…More than that, I count all things to be loss in view of the surpassing value of knowing Christ Jesus my Lord, for whom I have suffered the loss of all things, and count them but rubbish so that I may gain Christ…. (Philippians 3:8)
In 1997, I was in a golf shop off the 18th fairway at the Old Course at St. Andrews when I heard a voice I immediately recognized. I looked up and saw Sean Connery talking with the cashier.
Sean Connery was my favorite movie star at the time, so I walked over, introduced myself, shook his hand, and enjoyed a brief conversation with him.
Another person I first encountered on the 18th hole at St. Andrews, though it was through television, was Doug Sanders. I don’t remember the first time I saw it, but it was the short clip of him missing the 4-foot putt on the 72nd hole of the 1970 Open Championship at St. Andrews.

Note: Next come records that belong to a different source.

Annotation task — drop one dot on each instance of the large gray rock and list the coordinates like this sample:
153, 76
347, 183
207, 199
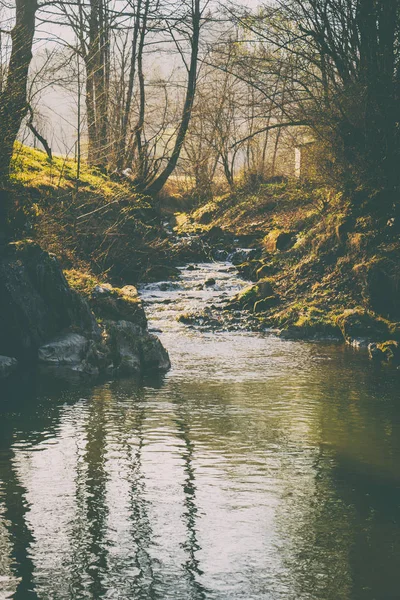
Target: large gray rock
115, 304
154, 355
7, 366
36, 302
133, 349
70, 350
123, 339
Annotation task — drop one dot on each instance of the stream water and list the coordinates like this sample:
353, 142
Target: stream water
258, 468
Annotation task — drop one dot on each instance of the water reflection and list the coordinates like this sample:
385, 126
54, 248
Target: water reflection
258, 469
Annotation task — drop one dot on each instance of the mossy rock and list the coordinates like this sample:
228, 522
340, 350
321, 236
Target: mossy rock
161, 273
360, 327
264, 271
36, 302
250, 295
118, 304
266, 304
278, 240
249, 269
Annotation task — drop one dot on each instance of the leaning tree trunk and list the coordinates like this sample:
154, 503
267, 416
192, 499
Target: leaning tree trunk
13, 104
13, 99
158, 184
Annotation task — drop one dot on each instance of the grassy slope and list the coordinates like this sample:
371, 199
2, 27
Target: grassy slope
339, 262
99, 226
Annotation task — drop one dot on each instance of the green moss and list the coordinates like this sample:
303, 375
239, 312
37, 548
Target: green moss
81, 282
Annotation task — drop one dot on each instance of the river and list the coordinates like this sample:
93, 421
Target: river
257, 468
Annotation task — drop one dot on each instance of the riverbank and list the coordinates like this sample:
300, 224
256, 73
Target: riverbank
321, 270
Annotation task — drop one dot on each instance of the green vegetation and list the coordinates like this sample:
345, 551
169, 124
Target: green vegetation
96, 225
324, 260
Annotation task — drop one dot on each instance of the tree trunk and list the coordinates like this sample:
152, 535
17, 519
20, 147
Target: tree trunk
158, 184
13, 104
13, 100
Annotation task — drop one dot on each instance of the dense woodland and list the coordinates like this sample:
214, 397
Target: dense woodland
262, 120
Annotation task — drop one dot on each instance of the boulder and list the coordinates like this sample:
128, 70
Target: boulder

Most people only know Doug Sanders from that short video clip, but I got to know him much better after Dennis Darville introduced me to him in Houston in 1997. The relationship grew over the next 23 years until Doug’s death in 2020.
I played golf with Doug several times, went out to eat with him, helped him with legal issues, and had been in his homes in Houston and Palm Springs. We talked about his near-death experience, his conversion to Christianity, his family, and the 4-foot putt he missed on the 18th hole at St. Andrews. By the end of his life, I knew Doug Sanders pretty well and certainly much better than I ever knew Sean Connery.
Here’s where I am going with all this: People can walk the aisle at church or pray the Sinners Prayer at a retreat, and they think that’s what it means to know Jesus. They encounter Jesus like I encountered Sean Connery, and maybe they are even born again, but they don’t really know Him any better than when they first met Him.
The Apostle Paul first encountered Jesus on the road to Damascus. His relationship with Jesus, though, continued to grow. Paul walked with Jesus through a shipwreck, imprisonment, beatings, and stonings.
Jesus spoke to Paul through prophecy and prayer. By the time Paul wrote his letter to the Philippians and made the declaration cited above, he had known Jesus for about twenty-five years.
The Greek word translated “rubbish” in Philippians 3:8 is “skubala,” which can also mean dung, and the Greek word translated “knowing” is “gnosis,” which means more than just a surface awareness but a deeper, experiential knowledge.
Paul had given up fame, fortune, friends, and his career to become a Christian, yet by the time he wrote Philippians 3:8, if you took all Paul had given up and set them beside the experience of knowing Jesus on a deep, personal level, those things were like garbage or excrement in comparison.
Some Christians know Jesus like I knew Sean Connery. Others know Jesus like I knew Doug Sanders. We all should want to know Jesus the way Paul knew Him, where even the good things the world has to offer become worse than worthless in comparison.
Prayer: Lord, help me to know you better. Amen.